Fig. 31: Form for the definition of meteorological phenomena

A special font extension with the phenomenom file.ttf is used to display the flag. The flags will display correctly in other applications too (Figure 32). In case of storms, additional information can be stored (such as a storm direction, maximum vicinity or maximum gust of wind depending on direction/time). In the Czech Republic, times of meteorological phenomena are estimated only in some stations. In that case, the time is replaced with a time flag (Fig. 33).

Fig. 32: A list of meteorological phenomena in MS Excel Fig. 33: Time flags of meteorological phenomena

4.3.4. Pentade, decade and monthly data

Pentade, decade and monthly data are calculated by means of MAX, MIN, SUM or AVG functions for following periods/days:

  • pentades:1 - 5, 6 – 10, 11 – 15, 16 – 20, 21 – 25 and 26 - EoM,
  • decades:1 – 10, 11 – 20 and 21 – EoM, and
  • month:1 – EoM,
  • where EoM stands for the last day in the month (ranging from 28 to 31).

Fig. 9 shows the definition of the calculation used for the rainfall aggregate – SRA. The values are calculated for decades and the month using SUM of nonregular data (from RDATA_N). AVG is calculated if the condition 3/5 (Calculation of monthly and annual 30-year standard normals, 1989) is fulfilled. This means that as many as 5 values can miss for the calculation but only 3 of them can follow each other. Resulting values are stored in MDATA (table 3). The individual periods are identified as follows:

0 – month, 1 – the first decade, 2 – the second decade, 3 – the third decade, 4 – the first pentade, 5 – the second pentade, 6 – the third pentade, 7 – the fourth pentade, 8 – the fifth pentade and 9 – the sixth pentade

If MAX or MIN functions are defined for the component, information about the date of the calculated extreme is also stored in MDATA. If one extreme value occurs several times in the period, the first date only will be stored and a multiple occurrence flag will be attached to the value. MDATA includes a list of values of other elements relating to the period when the extreme, calculated by means of MAX and MIN, occurred (Fig. 34). This additional information is available because it was requested to display not only the maximum wind velocity but also a direction of the wind. This proves efficient co-operation between the user, client and software developer.

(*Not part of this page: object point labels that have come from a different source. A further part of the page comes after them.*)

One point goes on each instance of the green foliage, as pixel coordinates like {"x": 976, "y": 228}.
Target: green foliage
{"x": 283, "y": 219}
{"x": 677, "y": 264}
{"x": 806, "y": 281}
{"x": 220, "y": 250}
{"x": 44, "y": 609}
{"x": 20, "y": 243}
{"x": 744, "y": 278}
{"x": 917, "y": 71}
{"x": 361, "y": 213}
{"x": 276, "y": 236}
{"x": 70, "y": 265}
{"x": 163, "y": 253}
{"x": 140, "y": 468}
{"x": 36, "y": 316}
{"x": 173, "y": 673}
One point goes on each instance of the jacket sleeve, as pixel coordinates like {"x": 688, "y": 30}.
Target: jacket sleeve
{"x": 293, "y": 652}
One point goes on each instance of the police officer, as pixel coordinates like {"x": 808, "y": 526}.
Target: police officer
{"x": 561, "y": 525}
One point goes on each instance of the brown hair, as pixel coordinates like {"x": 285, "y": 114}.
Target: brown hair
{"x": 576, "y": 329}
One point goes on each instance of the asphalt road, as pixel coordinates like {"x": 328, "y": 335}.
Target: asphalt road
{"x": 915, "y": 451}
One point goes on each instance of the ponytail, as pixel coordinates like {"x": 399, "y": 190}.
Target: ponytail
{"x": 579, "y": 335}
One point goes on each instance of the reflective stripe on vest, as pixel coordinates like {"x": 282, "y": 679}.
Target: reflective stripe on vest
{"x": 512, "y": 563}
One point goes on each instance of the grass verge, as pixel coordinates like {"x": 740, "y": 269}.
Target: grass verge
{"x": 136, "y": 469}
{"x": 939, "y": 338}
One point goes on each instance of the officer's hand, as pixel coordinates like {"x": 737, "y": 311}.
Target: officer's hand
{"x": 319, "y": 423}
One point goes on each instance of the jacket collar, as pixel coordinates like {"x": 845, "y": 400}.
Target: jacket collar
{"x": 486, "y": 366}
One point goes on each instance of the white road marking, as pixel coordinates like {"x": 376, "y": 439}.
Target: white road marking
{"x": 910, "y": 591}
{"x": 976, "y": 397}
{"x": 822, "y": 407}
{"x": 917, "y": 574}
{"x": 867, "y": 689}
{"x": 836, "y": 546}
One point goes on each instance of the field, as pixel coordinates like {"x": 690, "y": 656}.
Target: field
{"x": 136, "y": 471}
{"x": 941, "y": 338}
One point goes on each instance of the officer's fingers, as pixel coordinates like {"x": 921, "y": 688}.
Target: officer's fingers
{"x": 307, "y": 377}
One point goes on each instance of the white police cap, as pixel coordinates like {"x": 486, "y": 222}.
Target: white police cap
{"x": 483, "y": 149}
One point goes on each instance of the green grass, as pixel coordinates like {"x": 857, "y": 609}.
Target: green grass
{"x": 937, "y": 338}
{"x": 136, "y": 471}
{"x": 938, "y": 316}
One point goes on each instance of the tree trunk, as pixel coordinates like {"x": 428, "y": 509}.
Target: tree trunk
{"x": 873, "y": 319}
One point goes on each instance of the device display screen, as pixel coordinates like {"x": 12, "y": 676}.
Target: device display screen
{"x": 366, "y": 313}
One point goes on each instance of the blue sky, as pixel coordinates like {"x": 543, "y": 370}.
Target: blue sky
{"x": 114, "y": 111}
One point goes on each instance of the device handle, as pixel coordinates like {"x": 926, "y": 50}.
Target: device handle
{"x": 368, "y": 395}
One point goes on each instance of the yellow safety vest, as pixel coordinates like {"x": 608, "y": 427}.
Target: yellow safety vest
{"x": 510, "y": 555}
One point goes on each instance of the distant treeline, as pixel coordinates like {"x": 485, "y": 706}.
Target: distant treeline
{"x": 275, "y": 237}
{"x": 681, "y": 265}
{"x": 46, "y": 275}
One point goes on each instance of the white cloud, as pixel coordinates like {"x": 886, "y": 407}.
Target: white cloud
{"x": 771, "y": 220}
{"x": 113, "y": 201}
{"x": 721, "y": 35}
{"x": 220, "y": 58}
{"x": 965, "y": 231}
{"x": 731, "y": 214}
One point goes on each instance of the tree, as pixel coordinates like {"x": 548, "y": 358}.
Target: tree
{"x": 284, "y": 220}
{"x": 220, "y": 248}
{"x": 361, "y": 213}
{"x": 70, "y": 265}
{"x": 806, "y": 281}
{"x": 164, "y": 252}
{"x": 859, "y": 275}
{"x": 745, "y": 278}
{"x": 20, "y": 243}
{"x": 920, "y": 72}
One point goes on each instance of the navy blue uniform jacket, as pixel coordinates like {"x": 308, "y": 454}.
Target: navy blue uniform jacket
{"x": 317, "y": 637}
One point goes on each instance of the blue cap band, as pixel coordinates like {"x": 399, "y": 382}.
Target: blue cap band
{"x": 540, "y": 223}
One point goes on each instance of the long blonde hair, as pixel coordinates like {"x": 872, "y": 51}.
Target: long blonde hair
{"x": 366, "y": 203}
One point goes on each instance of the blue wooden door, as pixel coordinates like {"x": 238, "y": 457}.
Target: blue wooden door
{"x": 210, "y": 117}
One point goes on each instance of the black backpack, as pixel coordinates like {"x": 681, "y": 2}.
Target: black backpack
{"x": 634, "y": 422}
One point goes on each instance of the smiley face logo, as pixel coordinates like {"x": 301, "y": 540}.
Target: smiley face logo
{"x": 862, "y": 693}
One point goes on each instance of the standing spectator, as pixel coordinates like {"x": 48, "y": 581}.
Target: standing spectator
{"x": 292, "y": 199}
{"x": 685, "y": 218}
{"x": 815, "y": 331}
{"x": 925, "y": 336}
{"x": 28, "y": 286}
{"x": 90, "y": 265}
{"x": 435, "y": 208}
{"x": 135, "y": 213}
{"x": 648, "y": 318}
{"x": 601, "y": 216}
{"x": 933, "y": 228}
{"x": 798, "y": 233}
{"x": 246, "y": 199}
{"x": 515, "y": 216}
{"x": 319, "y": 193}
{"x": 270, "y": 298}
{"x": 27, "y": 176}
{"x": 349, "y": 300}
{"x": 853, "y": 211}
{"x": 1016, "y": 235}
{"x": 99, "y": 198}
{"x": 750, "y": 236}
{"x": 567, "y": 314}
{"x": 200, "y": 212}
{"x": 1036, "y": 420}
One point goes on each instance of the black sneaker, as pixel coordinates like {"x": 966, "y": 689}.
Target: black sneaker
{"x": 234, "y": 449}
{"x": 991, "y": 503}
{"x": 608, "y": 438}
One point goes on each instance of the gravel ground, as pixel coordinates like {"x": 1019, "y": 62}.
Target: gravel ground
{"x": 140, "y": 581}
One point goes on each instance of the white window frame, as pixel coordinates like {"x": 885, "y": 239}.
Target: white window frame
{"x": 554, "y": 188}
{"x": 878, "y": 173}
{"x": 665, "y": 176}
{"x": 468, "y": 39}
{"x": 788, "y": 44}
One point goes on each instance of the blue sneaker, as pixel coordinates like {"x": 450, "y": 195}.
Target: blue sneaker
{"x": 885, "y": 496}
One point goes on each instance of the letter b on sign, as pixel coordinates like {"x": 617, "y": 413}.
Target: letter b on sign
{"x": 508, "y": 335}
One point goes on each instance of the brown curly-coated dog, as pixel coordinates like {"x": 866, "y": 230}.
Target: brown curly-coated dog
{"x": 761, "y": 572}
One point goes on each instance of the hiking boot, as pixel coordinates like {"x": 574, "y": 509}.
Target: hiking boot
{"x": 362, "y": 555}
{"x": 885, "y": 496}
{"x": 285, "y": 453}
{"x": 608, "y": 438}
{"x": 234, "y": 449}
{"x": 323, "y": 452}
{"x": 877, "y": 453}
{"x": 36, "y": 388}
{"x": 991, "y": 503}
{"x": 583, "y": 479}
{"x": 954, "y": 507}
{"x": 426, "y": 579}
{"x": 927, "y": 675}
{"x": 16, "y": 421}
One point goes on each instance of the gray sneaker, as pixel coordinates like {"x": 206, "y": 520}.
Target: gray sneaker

Fig. 34: A list of element values in the period of occurrence of an extreme value

4.3.5. Number of days

Frequently used characteristics include the number of days with values of the climate element and the number of days with occurrence of the meteorological phenomena. An application administrator can agree with the users to edit calculations of the characteristics in the element table (see Chapter 4.3.1). The characteristics are stored in MDATA_COUNT (table 4) and MDATA_PHENOMENA (table 11). The numbers of days with the meteorological phenomena are based on the definition in the system administration (see Chapter 5.4.2).

4.3.6. Long-termed averages and extremes

Long-termed averages and extremes in EDATA (table 1) are calculated in several independent actions. The values are used for different purposes then. Individual groups of the calculated values differ in SOURCE. This quantity can acquire any of following values:

  • S – standard – a calculation for a standard period defined in a table of system parameters (Fig. 12),
  • U – user – a user defined calculation for certain stations, elements and periods (Fig. 35),
  • F – full – a calculation for all data stored in the database for the element and scheme,
  • T – temporary – temporary values of the characteristics derived from another station for purposes of a data check.

Fig. 35: User calculation in EDATA

The STANDARD characteristics are used as a basis for a spatial analysis of data quality in a special GIS application (see Chapter 5.3). The calculation is possible for a minimum quantity of data stored in the database for the period defined in the system parameter table. For the current period from 1961 to 2005, the data for 10 years at least are needed (Moberg et al., 2006; Štekl et al., 2001). If the station does not fulfill the ten–year limit, it is necessary to estimate the TEMPORARY characteristics using other stations and coefficients/constants. The FULL characteristics are used for standard assessment reports by ČHMÚ. Typically, the reports are handed over to mass media. The USER can also choose the calculation of the characteristics for any period and for a chosen list of stations and elements (Fig. 35). The USER characteristics are available to the users until the next calculation is started. The record (Table 1) will include also a user name of the user who entered the calculation. Each user may store in the database an only one own calculation.

4.3.7. Normals

The system parameter tables (Fig. 12) define also two normal periods for which the calculation calculates the normals. WMO recommends that the standard normal period should be 1961–1990. But it is also possible to use another period that lasts thirty years at least. In practice, ČHMÚ prefers other normal periods (1961–2000 and 1971-2000). Most of the calculated normals do not meet all criteria set for the normal characteristics calculation. This is, in particular, the case of quality control and data homogeneity. The data quality control is sufficient CLIDATA. Homogenised data in the database differ in a station indicative. This means they cannot be replaced with original data.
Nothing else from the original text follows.